Bohater może reprezentować postawę chęci naprawienia własnego błędu. Potrafi
przewartościować, iż trwanie w uporze grozi następstwami katastrofalnymi w skutkach i próbuje
im zapobiec. W takiej sytuacji jest Kreon, syn Menojka, król sprawujący władzę nad Tebami w
tragedii Sofoklesa. Początkowo jest on bardzo hardy, grzeszy hybris, nie chce słuchać głosu
Hajmona, który reprezentuje stanowisko ludu tebańskiego. Obraża bogów, gdy wróżbita Tyrezjasz
ostrzega go przed ich gniewem. Zwierzęta bezczeszczą ołtarze ofiarne, co powoduje obojętność
bogów na modlitwy. Ostrzeżenia mędrca odczytuje jako próbę przekupstwa, a nie zamierza zmienić
decyzji nawet, gdyby orły Zeusa zaniosły ciało Polinika przed jego boski tron. Jednak w chwili, gdy
kapłan wieszczy tragiczne zdarzenia: „Płód z twoich własnych poczęty wnętrzności jak trupa
oddasz w zamianę za trupy”, król przestraszył się, wiedząc, że Tyrezjasz nigdy nie zwiastował
fałszu. W rozmowie z chórem przyznaje, że przeląkł się i rozważa ustąpić. Rozmówca podpowiada
mu szybkie działanie, król musi sam naprawić błędy swojego uporu. „Com sam namotał, sam teraz
rozwiążę” - Kreon mimo rozdarcia wewnętrznego, przystępuje do symbolicznego pochówku, a
następnie biegnie w stronę lochu Antygony. O tym opowiada posłaniec królowej, który uczestniczył
w zdarzeniach, a który wie, że nie udało się na czas zapobiec tragedii. Kreon dokonał rytuałów
pogrzebowych Polinika, ale gdy przybył do „ślubnogrobowej łożnicy dziewczyny”, zobaczył
umarłą w ramionach zrozpaczonego syna, nie był już w stanie pohamować gniewu mężczyzny.
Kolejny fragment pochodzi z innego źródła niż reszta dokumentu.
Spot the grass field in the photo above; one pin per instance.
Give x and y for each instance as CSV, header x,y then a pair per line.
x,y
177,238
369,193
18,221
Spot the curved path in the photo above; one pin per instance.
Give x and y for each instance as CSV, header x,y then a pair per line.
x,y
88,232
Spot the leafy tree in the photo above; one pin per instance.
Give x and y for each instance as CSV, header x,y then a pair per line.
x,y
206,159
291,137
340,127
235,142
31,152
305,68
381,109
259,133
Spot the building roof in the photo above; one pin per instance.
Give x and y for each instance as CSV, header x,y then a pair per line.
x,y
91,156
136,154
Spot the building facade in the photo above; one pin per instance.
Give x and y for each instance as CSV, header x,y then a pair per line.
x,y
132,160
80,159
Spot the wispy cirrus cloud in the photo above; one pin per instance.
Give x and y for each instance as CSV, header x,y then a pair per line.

Hajmon nie posłuchał błagania ojca, był gotowy w szaleństwie rzucić się na króla, a potem zadać
śmierć samemu sobie. W lamentacji Kreon przeklina swoje myśli, zatwardziałość serca, nazywa
siebie mordercą ofiar. Chór słusznie zwraca mu uwagę, że późno poznał co słuszne. Uznał, że to
jego obłęd zmiażdżył życie syna i żony, która obwiniała go o śmierć dzieci. Teraz oczekuje już
tylko kresu istnienia, nie chce oglądać kolejnego wschodu słońca. Przyznaje, że los go pokonał.
Chór wyśpiewuje naukę, że tego, kto bogów lekceważy, dosięga kara nauki rozumu w późnym
wieku. Zatem z powyższego wynika, iż bohater zrozumiał swój błąd, próbował zapobiec
nieszczęściom, ale było już zbyt późno na odmianę sytuacji.